How many scholarly stakes in the heart will we need before Martin Heidegger (1889-1976), still regarded by some as Germany's greatest 20th-century philosopher, reaches his final resting place as a prolific, provincial Nazi hack? Overrated in his prime, bizarrely venerated by acolytes even now, the pretentious old Black Forest babbler makes one wonder whether there's a university-press equivalent of wolfsbane, guaranteed to keep philosophical frauds at a distance.

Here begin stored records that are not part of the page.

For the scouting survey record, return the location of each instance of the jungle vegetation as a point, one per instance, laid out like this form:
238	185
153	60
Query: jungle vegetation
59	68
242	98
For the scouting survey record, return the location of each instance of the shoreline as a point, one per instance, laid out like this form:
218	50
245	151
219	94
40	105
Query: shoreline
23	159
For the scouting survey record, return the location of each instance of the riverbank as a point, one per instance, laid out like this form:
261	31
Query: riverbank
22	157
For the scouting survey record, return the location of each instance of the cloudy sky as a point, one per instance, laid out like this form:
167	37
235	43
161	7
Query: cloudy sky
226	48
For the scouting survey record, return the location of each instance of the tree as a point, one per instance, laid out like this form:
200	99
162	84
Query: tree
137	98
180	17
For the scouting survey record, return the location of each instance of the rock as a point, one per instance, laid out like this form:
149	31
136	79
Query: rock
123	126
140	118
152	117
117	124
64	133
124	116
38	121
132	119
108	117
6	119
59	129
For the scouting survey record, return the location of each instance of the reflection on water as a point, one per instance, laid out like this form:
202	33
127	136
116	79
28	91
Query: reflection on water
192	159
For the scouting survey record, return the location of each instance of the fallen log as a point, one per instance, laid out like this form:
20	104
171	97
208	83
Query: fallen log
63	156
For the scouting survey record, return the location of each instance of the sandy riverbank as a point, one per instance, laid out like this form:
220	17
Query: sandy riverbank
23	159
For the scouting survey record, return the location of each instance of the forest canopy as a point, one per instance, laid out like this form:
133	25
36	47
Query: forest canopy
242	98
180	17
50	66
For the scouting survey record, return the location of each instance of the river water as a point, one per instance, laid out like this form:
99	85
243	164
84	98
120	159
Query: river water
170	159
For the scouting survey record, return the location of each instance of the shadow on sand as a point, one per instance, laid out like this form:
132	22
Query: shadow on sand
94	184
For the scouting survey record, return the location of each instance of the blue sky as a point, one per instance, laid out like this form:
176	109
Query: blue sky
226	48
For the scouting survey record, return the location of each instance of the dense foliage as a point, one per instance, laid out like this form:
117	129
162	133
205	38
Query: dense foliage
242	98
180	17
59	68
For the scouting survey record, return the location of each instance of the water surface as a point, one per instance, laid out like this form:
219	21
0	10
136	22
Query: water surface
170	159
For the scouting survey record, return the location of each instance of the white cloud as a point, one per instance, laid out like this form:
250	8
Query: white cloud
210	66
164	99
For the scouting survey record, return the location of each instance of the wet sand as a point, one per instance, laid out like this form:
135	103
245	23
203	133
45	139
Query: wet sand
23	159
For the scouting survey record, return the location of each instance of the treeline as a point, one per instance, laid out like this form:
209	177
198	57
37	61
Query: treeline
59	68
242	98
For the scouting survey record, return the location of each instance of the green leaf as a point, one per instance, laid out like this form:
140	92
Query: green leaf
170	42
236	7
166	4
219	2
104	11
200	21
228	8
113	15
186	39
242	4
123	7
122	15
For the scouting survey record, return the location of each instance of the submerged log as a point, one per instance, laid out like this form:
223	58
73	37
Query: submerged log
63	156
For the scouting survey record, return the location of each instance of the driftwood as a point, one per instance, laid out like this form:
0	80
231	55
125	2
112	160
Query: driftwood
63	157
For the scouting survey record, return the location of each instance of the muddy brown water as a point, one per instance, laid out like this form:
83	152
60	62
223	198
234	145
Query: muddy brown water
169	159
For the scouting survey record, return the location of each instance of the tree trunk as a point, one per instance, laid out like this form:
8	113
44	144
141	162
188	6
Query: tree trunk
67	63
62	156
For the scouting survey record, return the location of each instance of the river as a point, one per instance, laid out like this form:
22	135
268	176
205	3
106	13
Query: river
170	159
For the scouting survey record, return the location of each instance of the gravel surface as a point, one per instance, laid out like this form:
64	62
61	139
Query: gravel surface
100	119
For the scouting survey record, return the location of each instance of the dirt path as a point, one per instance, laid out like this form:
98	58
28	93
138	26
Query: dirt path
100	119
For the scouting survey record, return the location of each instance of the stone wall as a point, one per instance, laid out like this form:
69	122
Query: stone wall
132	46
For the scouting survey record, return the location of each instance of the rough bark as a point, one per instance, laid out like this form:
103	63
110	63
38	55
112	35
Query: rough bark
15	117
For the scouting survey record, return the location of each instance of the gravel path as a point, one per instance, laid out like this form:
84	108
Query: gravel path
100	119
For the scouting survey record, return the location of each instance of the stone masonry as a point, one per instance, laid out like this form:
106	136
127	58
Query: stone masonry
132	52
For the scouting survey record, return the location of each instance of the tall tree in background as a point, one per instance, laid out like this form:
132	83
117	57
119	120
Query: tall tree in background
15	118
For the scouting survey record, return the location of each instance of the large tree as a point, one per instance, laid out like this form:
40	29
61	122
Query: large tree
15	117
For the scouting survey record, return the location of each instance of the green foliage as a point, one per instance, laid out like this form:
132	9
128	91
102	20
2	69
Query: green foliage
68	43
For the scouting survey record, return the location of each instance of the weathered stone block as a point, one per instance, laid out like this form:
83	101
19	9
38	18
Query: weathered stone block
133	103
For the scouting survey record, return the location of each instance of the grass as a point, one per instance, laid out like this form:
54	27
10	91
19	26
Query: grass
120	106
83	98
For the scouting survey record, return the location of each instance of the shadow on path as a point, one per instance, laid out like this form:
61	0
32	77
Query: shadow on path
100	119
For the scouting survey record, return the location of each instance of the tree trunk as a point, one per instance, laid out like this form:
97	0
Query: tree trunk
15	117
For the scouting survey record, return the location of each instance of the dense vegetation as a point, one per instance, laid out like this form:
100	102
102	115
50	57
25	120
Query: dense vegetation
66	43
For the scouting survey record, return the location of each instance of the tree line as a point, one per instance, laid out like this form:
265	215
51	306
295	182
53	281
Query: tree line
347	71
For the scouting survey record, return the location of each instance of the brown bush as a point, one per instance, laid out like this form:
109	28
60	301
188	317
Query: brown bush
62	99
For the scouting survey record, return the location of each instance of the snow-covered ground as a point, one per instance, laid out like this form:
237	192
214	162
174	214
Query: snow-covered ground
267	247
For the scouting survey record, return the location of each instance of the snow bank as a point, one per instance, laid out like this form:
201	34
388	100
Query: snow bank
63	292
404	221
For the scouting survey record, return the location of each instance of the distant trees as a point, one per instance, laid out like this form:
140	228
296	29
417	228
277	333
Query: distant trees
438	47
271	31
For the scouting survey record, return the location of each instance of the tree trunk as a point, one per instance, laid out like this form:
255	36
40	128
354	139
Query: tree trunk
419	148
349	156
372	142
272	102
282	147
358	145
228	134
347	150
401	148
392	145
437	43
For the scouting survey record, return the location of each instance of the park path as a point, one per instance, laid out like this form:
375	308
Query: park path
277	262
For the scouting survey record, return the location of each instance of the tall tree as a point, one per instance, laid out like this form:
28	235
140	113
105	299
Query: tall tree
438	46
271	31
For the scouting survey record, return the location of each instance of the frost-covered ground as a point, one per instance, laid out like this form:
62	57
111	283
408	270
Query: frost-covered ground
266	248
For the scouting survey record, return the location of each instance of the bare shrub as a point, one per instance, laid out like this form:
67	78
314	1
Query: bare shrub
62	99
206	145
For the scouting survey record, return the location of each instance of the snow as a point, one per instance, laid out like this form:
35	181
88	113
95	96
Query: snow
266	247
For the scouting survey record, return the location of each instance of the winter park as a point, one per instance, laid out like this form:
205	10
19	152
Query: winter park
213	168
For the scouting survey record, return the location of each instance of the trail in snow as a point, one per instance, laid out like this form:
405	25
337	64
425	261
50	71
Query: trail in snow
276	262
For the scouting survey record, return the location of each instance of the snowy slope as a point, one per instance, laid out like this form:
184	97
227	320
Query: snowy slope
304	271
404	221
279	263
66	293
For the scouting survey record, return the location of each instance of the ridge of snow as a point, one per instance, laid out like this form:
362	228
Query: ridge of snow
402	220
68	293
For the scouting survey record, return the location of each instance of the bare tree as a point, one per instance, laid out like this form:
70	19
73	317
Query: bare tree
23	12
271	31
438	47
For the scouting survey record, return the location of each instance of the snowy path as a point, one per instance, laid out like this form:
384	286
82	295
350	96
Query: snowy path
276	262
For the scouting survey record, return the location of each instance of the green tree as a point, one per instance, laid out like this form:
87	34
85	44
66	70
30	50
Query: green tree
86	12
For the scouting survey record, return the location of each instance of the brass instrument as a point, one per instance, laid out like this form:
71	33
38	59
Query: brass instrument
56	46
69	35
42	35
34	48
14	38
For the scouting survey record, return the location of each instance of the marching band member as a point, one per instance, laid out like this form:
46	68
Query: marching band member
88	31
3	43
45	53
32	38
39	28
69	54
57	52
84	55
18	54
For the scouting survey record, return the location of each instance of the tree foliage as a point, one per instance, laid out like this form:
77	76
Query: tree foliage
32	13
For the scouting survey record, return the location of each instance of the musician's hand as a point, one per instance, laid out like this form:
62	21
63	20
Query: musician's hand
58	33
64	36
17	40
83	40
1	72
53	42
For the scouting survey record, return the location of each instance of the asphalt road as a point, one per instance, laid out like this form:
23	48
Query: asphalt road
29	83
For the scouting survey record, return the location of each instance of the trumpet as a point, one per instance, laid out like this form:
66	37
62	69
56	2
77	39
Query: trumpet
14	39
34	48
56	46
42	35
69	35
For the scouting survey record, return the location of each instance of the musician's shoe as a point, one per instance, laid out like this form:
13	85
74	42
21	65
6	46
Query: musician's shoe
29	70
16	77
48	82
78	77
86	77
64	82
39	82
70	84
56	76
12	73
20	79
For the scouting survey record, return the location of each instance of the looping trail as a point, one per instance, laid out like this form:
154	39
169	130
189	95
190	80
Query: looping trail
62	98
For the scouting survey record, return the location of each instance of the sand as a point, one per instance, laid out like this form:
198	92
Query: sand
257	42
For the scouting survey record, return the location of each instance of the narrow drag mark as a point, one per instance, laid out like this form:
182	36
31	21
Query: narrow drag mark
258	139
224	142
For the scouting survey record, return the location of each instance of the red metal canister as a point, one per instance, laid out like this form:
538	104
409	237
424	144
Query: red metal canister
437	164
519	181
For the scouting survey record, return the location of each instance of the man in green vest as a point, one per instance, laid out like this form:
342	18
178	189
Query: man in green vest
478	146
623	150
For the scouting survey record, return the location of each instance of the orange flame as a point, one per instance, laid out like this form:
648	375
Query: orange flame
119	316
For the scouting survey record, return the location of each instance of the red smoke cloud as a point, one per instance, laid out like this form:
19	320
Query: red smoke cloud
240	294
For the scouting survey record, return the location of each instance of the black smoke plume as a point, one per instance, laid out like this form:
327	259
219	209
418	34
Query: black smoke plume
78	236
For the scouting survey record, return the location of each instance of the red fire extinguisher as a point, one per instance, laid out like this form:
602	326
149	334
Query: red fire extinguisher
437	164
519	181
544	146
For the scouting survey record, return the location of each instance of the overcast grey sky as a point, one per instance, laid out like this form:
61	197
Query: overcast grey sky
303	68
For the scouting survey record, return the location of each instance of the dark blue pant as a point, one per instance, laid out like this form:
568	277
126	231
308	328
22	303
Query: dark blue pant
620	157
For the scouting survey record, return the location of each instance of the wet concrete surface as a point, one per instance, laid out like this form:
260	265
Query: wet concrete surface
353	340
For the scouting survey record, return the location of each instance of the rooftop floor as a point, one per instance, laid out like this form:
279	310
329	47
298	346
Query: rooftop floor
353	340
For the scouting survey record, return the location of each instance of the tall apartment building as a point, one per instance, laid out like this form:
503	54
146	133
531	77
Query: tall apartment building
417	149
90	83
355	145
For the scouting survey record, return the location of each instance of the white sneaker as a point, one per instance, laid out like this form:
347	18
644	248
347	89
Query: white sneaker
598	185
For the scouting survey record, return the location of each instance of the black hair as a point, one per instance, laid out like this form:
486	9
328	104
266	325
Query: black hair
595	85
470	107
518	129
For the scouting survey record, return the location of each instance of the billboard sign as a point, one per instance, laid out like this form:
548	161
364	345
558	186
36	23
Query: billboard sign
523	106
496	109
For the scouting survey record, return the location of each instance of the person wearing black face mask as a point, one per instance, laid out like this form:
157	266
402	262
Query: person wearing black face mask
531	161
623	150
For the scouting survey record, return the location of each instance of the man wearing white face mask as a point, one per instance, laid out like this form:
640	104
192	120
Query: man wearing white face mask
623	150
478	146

The whole essay is itself something of a hatchet job. There are two extremes with regard to Heidegger; one is the camp Romano attacks, and one is the camp Romano is in. It is, on the one hand, absurd to suggest that the fact that Heidegger was a Nazi, and himself connected his interest in Nazism to his philosophical work, is something that can just be ignored. I have myself sharply criticized people who try to play down this feature of Heidegger: it is dishonest, a transgression against truth. It is equally absurd, however, to think that Heidegger can be dismissed as a "provincial Nazi hack," a "pretentious old Black Forest babbler," or a "philosophical fraud"; to do that, you have to distort and twist the truth, and that's the one surefire way to make onself into a philosophical fraud, and is almost as much a transgression against truth as the former. Both trivialize the question of Nazism, the one by treating it as if it were easily ignored, the other by treating it as if it were not parasitic. But it is a matter of serious concern, and it was indeed parasitic: detaching the parasite from what it tried to use is precisely the sort of thing that calls for serious thought. Part of the evil of Nazism was that it insinuated itself into all sorts of areas it had no right to be in the first place, twisting otherwise good things in perverse directions.
I think Hunt has more-or-less the right approach in his comments on Romano's essay.